François Ozon is a prolific and gifted French film director who has fashioned a heart-affecting and inventive screen adaptation of Ernst Lubitsch's 1932 antiwar drama Broken Lullaby which was based on a play by Maurice Rostand. Ozon takes on the grand and thorny themes of forgiveness, the slippery slopes of truth-telling versus lying, the culpability of fathers who send their sons off to war, and the terrible weight of mourning for those who die on battlefields far away from home.

Anna (Paula Beer) is a beautiful young German woman whose fiance Frantz (played in flashbacks by Anton von Lucke) was killed in the trenches of World War I. She lives with his parents, Hans Hoffmeister (Ernest Stötzner), a doctor, and his wife Magda (Marie Gruber), in the small town of Oldenburg. Kreutz (Johann von Bülow), a very patriotic German, wants to marry her but she refuses even though Frantz's parents think it would be a good idea.

Anna sees a Frenchman, Adrien (Pierre Niney), placing roses on her fiancé's grave. Later she learns that Adrien knew Frantz in Paris before the war. This stranger touches the hearts of Anna, Hans, and Magda. He shares accounts of his visit to the Louvre with Frantz, and they all share photo albums and letters. Adrien feels part of the family and even asks Anna to attend a dance with him. The evening's proceedings are almost spoiled by Kreutz's appearance there. Anna had turned down his invitation to join him for these festivities; seeing her with the Frenchman brings this nationalist's blood to a boil.

In a magical moment, Adrien demonstrates his talent as a professional violinist — it turns out that Frantz also played the fiddle.

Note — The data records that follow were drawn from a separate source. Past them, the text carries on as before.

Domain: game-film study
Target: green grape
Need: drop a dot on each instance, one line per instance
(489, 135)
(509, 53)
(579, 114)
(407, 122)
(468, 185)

When Anna goes to the piano and they play together, it is as if art is the only thing that can heal the wounds of war and bring Germans and the French together in harmony.

After Adrien reveals the truth about his relationship with Frantz, he leaves town and Anna refuses to answer his letters. Then, when the time is right for her, she travels to Paris with the intention of seeing whether or not they can forge a love that will be true and long-lasting.

Beer's performance is a tour de force of nuance as she strides through town on her way to Frantz's grave, as she drags Adrien to the dance floor and manages to get him in sync with the music, and when she swoons listening to him play the violin. This is the stuff of melodrama and Ozon does it so well all we can say is "play on, play on!" And so he does with one marvelous film after another.

Screened at The Film Society of Lincoln Center and Unifrance's annual series Rendez-vous with French Cinema, 2017.